Given the prevalence of left-handed amino acids in meteorites, researchers anticipated that Bennu would exhibit a similar trend. One theory proposed that polarized light in space might have favored left-handed molecules, enhancing the difference over time. However, Bennu’s samples displayed no such preference, prompting scientists to reconsider whether previous meteorite studies had been influenced by Earth-based proteins.

Jason Dworkin, the project scientist for the OSIRIS-REx mission, provided an alternative explanation: “Bennu represents a type of future meteorite that is too delicate to endure landing on Earth, hence it’s missing from our collections.”

### A Coin Flip for Life?

The discoveries from Bennu indicate that life’s molecular arrangement may have been dictated by chance. Once a successful configuration—like left-handed amino acids—was established, it likely endured through evolutionary processes. Proteins and enzymes, the molecular machinery within cells, interlock like pieces of a jigsaw puzzle.

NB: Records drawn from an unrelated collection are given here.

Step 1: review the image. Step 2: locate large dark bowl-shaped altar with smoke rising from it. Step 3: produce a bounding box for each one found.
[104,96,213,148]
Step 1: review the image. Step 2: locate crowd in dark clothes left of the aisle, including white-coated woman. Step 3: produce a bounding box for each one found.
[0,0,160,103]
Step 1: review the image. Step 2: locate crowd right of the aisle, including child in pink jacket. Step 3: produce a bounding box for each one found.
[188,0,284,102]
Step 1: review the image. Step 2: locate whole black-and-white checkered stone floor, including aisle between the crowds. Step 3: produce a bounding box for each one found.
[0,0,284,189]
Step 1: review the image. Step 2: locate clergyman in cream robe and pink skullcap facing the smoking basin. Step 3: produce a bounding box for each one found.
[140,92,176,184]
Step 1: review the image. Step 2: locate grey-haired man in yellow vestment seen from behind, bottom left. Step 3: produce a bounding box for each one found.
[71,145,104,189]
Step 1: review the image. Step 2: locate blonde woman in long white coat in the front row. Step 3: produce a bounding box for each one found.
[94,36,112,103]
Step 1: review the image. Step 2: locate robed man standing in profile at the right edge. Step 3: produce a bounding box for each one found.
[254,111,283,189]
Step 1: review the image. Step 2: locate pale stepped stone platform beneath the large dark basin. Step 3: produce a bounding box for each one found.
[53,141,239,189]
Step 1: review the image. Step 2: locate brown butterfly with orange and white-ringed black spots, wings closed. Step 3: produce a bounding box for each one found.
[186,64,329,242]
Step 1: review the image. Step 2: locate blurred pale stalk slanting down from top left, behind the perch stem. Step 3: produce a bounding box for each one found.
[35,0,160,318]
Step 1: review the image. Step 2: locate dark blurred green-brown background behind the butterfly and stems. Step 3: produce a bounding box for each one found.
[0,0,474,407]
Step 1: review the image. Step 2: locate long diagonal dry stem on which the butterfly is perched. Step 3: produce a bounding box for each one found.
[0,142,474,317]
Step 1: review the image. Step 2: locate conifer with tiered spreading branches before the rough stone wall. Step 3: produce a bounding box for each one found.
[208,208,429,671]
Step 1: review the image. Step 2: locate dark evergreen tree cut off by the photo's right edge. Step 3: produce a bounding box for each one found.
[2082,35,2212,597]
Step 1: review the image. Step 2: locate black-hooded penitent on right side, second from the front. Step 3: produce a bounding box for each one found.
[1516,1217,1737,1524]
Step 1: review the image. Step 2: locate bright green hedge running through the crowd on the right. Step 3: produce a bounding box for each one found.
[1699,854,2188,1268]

Transitioning to right-handed amino acids mid-evolution would have disrupted this fragile equilibrium.

Uniformity also brings practical benefits. If humans were based on right-handed amino acids, they would struggle to digest plants or animal products composed of left-handed amino acids.

Curiously, researchers have synthesized mirror versions of biological proteins using right-handed amino acids in laboratories. These molecules operate similarly but are significantly more challenging to break down, as enzymes tailored for left-handed molecules are ineffective against their right-handed variants.